Trochę mi zajęło, zanim wytłumaczyłam, że żeby umieć to zrobić, musiałabym to robić codziennie, kilka razy dziennie i to przez na pewno więcej niż dwa tygodnie, które są przeznaczone na praktyki. I że raczej nigdy mi się nie przydarzy konieczność intubowania, no chyba że się na taką speckę, albo na ratunkową zadecyduję. A póki co, takich planów nie mam i smutno mi, że nie intubowałam nie jest.

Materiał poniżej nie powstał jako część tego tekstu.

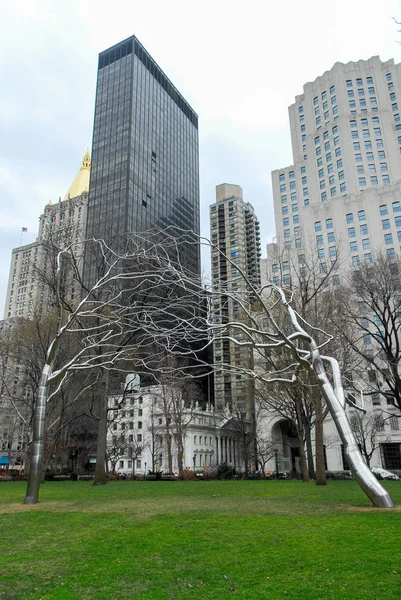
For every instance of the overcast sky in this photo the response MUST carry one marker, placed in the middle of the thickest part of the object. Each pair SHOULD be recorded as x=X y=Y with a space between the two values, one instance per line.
x=239 y=64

Na oddziale ginekologiczno-położniczym spędziłam trochę więcej czasu. Zaczynaliśmy obchodem, potem przyjmowanie nowych pacjentek, badania i zabiegi. Były operacje - plastyka pochwy, cięcia cesarskie, ale też mniejsze zabiegi jak łyżeczkowanie, kolposkopia, ewakuacje ropni, HSG no i porody naturalne naturalnie ;). Mogłam sobie przypomnieć USG prenatalne, które przez ostatni rok miałam niejedną okazję nieco poznać, USG narządu rodnego i brzucha (!) - tu się pozytywnie zaskoczyłam, bo nie każdy ginekolog sprawdza pacjentkom rutynowo, przy okazji narządy jak wątroba, trzustka, nerki. A akurat jednej pani znaleźliśmy kamicę żółciową. Rozrzut pacjentek był ogromny - od ciężarnych przed i po terminie, przez borykające się z niepłodnością, po poronieniach, z nietrzymaniem moczu, ze stanami przedrakowymi, infekcjami, z nowotworami, w menopauzie... Przyznam się, że czekałam na te praktyki. Czekałam, żeby skonfrontować swoje wyobrażenia z rzeczywistością. I chyba wyrobiłam sobie ostateczne zdanie. Nie byłabym w stanie robić drugiej kobiecie tego, co robią ginekolodzy-położnicy. No nie mogłabym. Nie dałabym rady. Ta chirurgiczna część jest chyba najbardziej brutalną z całej medycyny. Już nawet zabiegi na oku wydają się być niczym strasznym! Ale gdy tylko przypomnę sobie pierwsze łyżeczkowanie jamy macicy z pozostałości łożyska, które widziałam - robi mi się słabo. I nic tu nie pomoże - radość z nowego człowieka, świadomość, że ratuje się kobiecie życie... Ja dziękuję.
Została ostatnia prosta. Cały przyszły rok będzie rokiem stażowym, obfitym w praktykę. Takie są przynajmniej założenia. Swój pierwszy staż już prawie kończę - tak, trochę wcześniej, a to dlatego, że robię go w miejscu, gdzie z dyżurki (jak i z sal chorych) rozciągają się takie widoczki.